ASO lockout 'damaging to everybody'
It's appalling that we are locked out for the second time in two years'
Atlanta’s premiere classical music season is again threatened by what has become a classic labor dispute. The Atlanta Symphony Orchestra locked out its musicians - for the second time since 2012 - on Sept. 7 as contract negotiations failed.
The future looks grim for ASO’s 70th anniversary season, slated to kick off Sept. 25. Last week, the musicians came together, not to play Mozart, but to march a picket line at the Woodruff Arts Center, ASO’s parent organization. With ASO management choosing the hardball tactic of a lockout, the sides weren’t talking as of Friday, and couldn’t even agree on bringing in a federal mediator.
“It’s appalling that we are locked out for the second time in two years,” says Jessica Oudin, a viola section player who reps the Atlanta Symphony Orchestra Players Association in labor talks. “At this time, no further meetings are scheduled … because management has not shown a willingness to budge.”
The musicians face a loss of pay and health insurance, but if the season is cut short, that will be “damaging to everybody,” Oudin says.
WAC spokeswoman Holly Hanchey told CL she can’t comment on the ASO labor situation and couldn’t immediately provide anyone who could.
A statement on the ASO website says, “Management remains committed to keeping the dialogue going and bargaining in good faith so that we can work toward a resolution that will ensure that the music will go on. Management wants to assure a vibrant classical music community that can thrive for decades to come.”
But that dialogue isn’t ongoing - including on ASO’s Facebook page. After hundreds of mostly anti-management comments were posted, ASO disabled commenting due to what it called “hateful language, personal attacks and misinformation.”

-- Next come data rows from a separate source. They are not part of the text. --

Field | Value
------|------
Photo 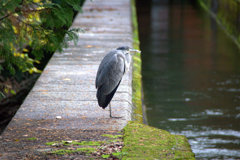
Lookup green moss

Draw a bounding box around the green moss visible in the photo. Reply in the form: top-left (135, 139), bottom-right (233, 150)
top-left (101, 134), bottom-right (123, 138)
top-left (122, 122), bottom-right (195, 159)
top-left (27, 137), bottom-right (37, 141)
top-left (48, 148), bottom-right (96, 155)
top-left (131, 0), bottom-right (143, 123)
top-left (198, 0), bottom-right (240, 48)
top-left (45, 141), bottom-right (104, 146)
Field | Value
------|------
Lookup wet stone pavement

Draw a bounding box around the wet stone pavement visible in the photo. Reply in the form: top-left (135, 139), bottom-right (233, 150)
top-left (0, 0), bottom-right (132, 159)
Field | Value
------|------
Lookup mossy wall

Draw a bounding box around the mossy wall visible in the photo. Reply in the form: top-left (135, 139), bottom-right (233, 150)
top-left (131, 0), bottom-right (143, 123)
top-left (198, 0), bottom-right (240, 48)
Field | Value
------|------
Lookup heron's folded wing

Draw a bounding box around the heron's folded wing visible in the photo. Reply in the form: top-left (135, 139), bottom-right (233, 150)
top-left (96, 54), bottom-right (125, 95)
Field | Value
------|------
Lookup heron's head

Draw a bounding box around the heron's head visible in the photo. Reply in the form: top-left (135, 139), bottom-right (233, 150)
top-left (117, 46), bottom-right (140, 70)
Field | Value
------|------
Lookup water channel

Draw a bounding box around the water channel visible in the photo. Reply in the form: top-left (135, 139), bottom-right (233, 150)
top-left (137, 0), bottom-right (240, 159)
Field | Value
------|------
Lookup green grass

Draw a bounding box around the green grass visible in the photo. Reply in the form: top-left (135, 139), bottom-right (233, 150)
top-left (122, 122), bottom-right (195, 160)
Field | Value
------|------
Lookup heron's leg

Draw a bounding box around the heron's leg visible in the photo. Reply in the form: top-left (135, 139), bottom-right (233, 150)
top-left (109, 102), bottom-right (122, 118)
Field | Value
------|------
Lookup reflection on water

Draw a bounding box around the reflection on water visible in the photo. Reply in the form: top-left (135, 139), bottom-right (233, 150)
top-left (137, 0), bottom-right (240, 159)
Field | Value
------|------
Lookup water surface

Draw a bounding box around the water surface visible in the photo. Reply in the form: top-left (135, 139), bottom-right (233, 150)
top-left (137, 0), bottom-right (240, 159)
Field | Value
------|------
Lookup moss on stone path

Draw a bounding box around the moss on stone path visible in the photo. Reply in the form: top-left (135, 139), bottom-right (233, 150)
top-left (122, 122), bottom-right (195, 160)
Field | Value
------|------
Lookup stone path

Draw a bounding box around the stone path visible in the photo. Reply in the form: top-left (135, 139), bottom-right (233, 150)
top-left (0, 0), bottom-right (132, 159)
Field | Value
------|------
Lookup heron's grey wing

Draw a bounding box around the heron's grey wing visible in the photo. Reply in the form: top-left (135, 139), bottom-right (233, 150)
top-left (97, 54), bottom-right (125, 108)
top-left (95, 51), bottom-right (115, 88)
top-left (96, 54), bottom-right (125, 95)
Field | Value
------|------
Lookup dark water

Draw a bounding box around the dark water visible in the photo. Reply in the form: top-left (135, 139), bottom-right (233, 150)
top-left (137, 0), bottom-right (240, 159)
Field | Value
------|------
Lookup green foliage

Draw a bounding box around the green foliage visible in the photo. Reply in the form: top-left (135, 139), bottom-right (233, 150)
top-left (0, 0), bottom-right (84, 99)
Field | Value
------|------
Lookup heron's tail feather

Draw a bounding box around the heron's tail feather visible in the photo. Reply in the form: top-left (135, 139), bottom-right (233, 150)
top-left (97, 81), bottom-right (121, 109)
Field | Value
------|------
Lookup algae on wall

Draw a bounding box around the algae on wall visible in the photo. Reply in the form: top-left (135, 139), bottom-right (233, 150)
top-left (198, 0), bottom-right (240, 48)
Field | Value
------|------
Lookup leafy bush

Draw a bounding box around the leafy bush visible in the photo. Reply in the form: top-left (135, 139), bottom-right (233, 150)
top-left (0, 0), bottom-right (84, 100)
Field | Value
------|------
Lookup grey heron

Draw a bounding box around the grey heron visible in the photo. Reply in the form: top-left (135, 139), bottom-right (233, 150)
top-left (95, 46), bottom-right (140, 118)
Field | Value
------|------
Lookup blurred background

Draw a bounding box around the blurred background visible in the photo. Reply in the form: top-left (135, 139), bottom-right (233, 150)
top-left (137, 0), bottom-right (240, 159)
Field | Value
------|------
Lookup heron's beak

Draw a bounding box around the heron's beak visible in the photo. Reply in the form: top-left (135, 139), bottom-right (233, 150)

The lockout is unpopular not only among ASO fans, but also with its conductors, a group that typically steers clear of orchestra labor disputes. Shortly before negotiations failed, ASO Music Director Robert Spano and Principal Guest Conductor Donald Runnicles issued an unusual open letter to ASO management, musicians, and supporters, imploring them to reach agreement and not cut too deeply.

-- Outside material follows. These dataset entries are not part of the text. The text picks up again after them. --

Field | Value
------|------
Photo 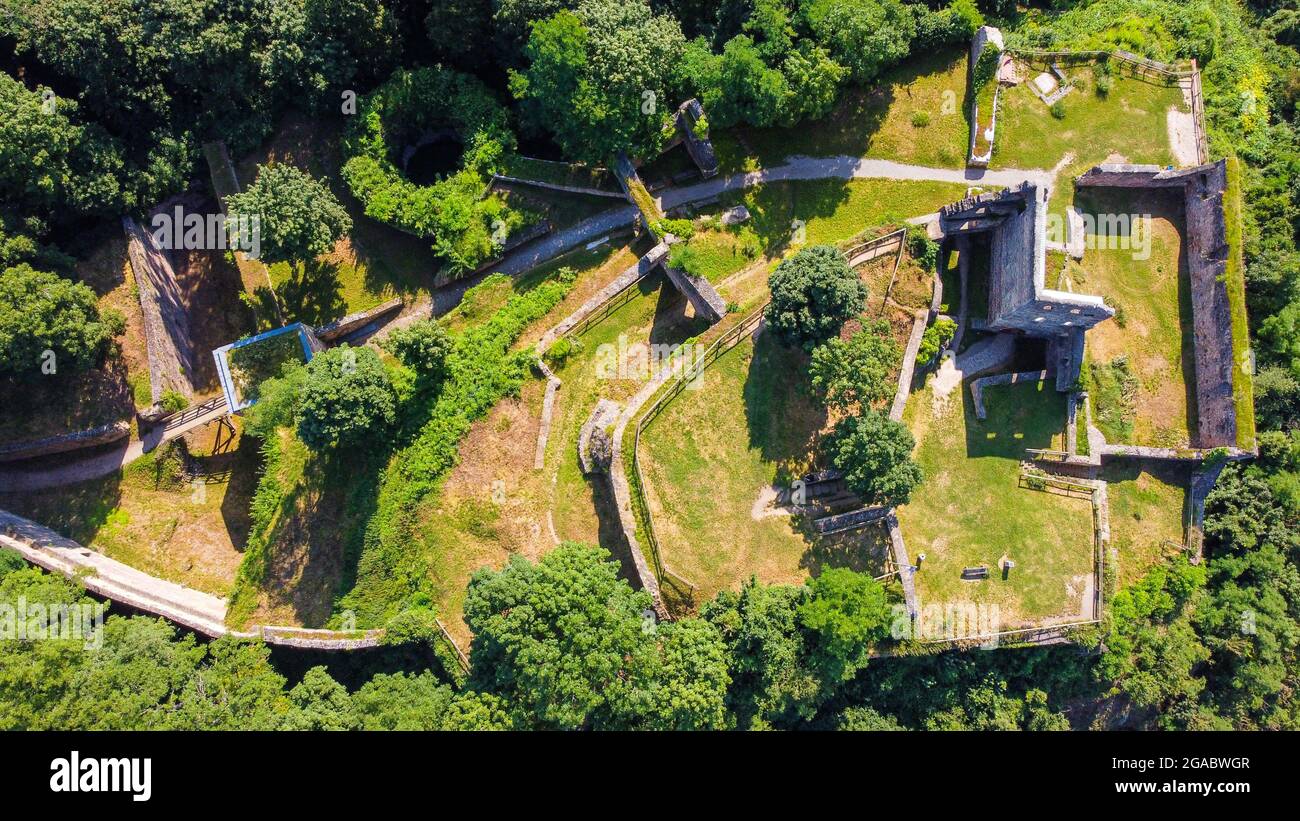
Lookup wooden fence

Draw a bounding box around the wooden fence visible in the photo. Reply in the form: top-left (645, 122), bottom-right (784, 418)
top-left (1008, 48), bottom-right (1200, 81)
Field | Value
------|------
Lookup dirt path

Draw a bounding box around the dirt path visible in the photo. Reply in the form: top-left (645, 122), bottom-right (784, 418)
top-left (0, 403), bottom-right (226, 494)
top-left (657, 155), bottom-right (1056, 210)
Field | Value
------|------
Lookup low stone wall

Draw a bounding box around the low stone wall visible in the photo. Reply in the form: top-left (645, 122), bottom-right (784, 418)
top-left (0, 421), bottom-right (131, 462)
top-left (663, 265), bottom-right (727, 325)
top-left (533, 357), bottom-right (562, 470)
top-left (315, 299), bottom-right (403, 342)
top-left (491, 174), bottom-right (628, 200)
top-left (122, 217), bottom-right (195, 404)
top-left (971, 368), bottom-right (1052, 420)
top-left (885, 509), bottom-right (920, 618)
top-left (889, 310), bottom-right (930, 422)
top-left (0, 511), bottom-right (384, 650)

“The concept that stopping the music - whether characterized as lockout or strike - as a reasonable alternative is unfathomable, deeply divisive, and would be a tragic mistake,” Spano and Runnicles wrote. “Sustainability must also be applied to a quality of the orchestra and the notion of excellence, not only to finances. There are artistic lines that cannot and must not be crossed.”
Both sides agree that the ASO is facing a long-term existential threat. The disagreement is about the cause and the solutions. Management says it must chop the budget to end 12 years of deficits, caused in part by a national trend in declining support for classical music. The musicians say management is inept and pruning the ASO too far to ever grow successfully.

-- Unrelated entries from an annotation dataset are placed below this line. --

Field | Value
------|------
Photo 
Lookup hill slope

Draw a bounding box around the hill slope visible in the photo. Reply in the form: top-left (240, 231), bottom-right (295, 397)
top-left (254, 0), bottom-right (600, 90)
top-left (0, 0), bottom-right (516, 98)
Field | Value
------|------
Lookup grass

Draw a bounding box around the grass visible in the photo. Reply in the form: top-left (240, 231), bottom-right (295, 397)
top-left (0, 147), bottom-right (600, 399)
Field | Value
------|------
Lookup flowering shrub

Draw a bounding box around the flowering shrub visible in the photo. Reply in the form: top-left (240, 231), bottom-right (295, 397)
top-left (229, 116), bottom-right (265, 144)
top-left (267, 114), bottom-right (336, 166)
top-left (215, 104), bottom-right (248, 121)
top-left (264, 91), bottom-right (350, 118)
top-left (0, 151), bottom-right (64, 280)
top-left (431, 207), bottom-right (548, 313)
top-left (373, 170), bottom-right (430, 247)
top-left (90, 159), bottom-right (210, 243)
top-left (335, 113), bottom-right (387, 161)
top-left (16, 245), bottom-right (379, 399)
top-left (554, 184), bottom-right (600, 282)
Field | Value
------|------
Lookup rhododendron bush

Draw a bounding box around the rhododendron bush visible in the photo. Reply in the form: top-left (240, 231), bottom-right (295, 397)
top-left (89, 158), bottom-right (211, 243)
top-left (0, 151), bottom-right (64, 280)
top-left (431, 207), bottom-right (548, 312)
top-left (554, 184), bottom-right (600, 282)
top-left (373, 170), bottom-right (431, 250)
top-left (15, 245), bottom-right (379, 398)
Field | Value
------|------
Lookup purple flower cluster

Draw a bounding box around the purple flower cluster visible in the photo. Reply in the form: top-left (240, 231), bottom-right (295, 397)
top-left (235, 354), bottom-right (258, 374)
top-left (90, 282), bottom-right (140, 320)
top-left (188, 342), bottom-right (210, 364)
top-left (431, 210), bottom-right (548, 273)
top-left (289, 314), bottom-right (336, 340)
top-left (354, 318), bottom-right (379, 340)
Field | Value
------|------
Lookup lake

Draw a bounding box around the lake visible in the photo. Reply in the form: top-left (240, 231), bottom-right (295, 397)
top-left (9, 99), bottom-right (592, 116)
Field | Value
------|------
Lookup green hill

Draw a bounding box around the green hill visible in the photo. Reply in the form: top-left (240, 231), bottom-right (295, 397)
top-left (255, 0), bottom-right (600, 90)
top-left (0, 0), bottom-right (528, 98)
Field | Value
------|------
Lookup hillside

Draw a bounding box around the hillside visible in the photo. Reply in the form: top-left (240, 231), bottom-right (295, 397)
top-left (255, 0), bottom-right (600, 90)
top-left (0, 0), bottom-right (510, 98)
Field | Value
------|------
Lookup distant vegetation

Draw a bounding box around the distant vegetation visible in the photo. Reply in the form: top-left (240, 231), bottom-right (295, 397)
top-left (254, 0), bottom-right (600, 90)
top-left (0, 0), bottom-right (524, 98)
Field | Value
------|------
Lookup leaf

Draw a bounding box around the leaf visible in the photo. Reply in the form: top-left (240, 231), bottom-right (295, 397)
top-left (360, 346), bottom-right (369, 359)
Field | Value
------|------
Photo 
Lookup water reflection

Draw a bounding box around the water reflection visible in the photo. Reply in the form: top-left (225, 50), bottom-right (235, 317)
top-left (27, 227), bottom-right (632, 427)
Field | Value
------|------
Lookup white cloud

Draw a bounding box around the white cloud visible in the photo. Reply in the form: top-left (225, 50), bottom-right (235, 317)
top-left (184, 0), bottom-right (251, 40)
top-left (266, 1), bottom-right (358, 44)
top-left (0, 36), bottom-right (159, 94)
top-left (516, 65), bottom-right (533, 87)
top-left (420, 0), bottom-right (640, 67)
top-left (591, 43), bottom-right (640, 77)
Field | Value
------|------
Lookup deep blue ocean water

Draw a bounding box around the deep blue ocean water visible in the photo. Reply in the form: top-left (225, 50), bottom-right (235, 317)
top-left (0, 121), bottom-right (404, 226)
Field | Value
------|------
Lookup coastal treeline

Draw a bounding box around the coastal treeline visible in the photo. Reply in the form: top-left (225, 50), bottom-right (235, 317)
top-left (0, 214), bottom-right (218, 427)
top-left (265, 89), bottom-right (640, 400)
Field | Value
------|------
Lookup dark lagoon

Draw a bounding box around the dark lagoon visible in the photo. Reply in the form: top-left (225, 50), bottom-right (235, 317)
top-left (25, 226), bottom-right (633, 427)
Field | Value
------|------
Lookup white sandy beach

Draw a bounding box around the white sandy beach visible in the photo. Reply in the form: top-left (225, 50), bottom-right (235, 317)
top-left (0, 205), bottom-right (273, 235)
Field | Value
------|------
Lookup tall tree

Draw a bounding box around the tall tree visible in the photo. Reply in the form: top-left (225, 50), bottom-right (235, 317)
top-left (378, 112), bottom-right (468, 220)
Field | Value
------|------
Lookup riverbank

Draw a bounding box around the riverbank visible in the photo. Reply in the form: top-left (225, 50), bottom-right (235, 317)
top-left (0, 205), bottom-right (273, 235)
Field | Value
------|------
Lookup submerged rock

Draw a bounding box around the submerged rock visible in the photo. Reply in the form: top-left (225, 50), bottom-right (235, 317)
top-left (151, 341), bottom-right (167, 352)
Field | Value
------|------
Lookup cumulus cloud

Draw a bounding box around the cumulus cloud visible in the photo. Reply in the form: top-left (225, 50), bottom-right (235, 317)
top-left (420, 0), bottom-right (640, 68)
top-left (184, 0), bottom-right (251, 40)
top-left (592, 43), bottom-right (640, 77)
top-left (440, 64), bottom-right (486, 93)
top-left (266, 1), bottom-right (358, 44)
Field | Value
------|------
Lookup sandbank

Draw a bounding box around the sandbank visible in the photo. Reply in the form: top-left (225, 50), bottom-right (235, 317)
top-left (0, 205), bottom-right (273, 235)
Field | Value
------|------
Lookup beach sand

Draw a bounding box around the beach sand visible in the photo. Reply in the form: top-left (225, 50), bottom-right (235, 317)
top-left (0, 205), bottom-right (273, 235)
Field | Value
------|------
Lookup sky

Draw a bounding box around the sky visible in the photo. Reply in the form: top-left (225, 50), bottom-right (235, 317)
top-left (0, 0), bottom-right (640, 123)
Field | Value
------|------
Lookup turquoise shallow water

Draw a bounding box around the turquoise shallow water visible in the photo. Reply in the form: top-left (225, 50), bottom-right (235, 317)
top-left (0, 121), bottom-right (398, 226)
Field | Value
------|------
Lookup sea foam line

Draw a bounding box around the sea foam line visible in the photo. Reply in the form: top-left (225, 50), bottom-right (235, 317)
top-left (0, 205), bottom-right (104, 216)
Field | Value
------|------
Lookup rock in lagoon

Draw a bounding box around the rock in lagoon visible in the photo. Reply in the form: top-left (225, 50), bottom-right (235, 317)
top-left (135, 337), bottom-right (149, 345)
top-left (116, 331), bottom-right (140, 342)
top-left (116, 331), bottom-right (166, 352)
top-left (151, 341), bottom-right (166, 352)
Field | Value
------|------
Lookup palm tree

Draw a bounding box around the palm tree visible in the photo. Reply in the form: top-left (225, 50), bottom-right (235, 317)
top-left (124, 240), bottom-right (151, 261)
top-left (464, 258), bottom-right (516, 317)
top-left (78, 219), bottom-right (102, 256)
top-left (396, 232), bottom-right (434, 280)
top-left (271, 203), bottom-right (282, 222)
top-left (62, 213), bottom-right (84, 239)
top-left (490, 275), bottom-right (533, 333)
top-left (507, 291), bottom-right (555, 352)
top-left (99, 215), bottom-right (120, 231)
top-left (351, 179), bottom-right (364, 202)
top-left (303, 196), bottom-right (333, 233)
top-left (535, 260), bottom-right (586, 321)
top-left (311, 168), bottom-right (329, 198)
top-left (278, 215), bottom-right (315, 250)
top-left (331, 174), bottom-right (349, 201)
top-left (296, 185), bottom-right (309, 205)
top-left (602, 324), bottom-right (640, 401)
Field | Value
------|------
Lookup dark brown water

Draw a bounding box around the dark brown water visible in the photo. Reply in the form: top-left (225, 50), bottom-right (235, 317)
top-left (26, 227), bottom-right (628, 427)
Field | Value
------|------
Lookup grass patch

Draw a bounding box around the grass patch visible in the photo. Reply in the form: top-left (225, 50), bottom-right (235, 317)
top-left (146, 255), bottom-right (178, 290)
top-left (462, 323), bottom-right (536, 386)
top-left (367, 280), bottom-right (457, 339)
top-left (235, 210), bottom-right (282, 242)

The current dispute is just a continuation of the bitter 2012 lockout, when musicians finally salvaged the season by agreeing to brutal cuts. Back then, both sides took big pay cuts, and the musicians agreed to a 10-week summer furlough that forces them to get outside work. In addition, the orchestra’s membership was slashed from 95 to 88, and staff was cut as well.
Oudin says musicians agreed to those “incredible concessions” under the impression they were one-time reorganizations. The cuts did slash the ASO’s deficit from $20 million to about $2.6 million, but that was still higher than expected. ASO says that’s why more cuts are needed. The musicians say that’s management “not living up to their end of the bargain.”
In eight months of negotiations this year, the musicians basically demanded their salaries back, with a 15 percent increase in a five-year deal. They also want the full orchestra membership restored.
Management offered pay increases up to 4.5 percent in a four-year deal, but also with massive health insurance contribution increases. They also offered buyouts to about one-third of the musicians, which Oudin calls a “thinly veiled” attempt to shrink the membership beyond its near-minimal level.
Oudin admits the musicians’ offer would add to the red ink. But, she says, if everyone offered buyouts said yes, it would cost even more.
“It’s particularly egregious they have funds … to buy out musicians of the Atlanta Symphony Orchsetra, but cannot find similar or slightly reduced funds to support the Atlanta Symphony Orchestra,” Oudin says. “We function like a highly trained sports team. You need a minimum number of players on the field to have any shot at winning.”
Another obstacle is the ASO’s unusual position as a division of the WAC rather than a standalone organization. The ASO says it’s a boon, with WAC covering $3.7 million in behind-the-scenes costs. But the musicians view WAC as a mysterious puppet master, blaming it for causing the 2012 lockout by scuttling an earlier agreement. In earlier negotiations, Oudin says, a WAC executive was always in the room.
“Woodruff Arts Center seems to be the entity that really calls the shots,” she says. “We are dealing with [ASO] people we suspect have no authority to get a deal done.”
Any kind of deal seems unlikely now, but Oudin points to the “eerily similar” situation of the Minnesota Orchestra. A 2012 lockout there lasted 15 months, but ended early this year with a leadership change and massive new support from audiences and sponsors.
“It is entirely possible,” Oudin says, “to turn a tragic situation like this lockout around.”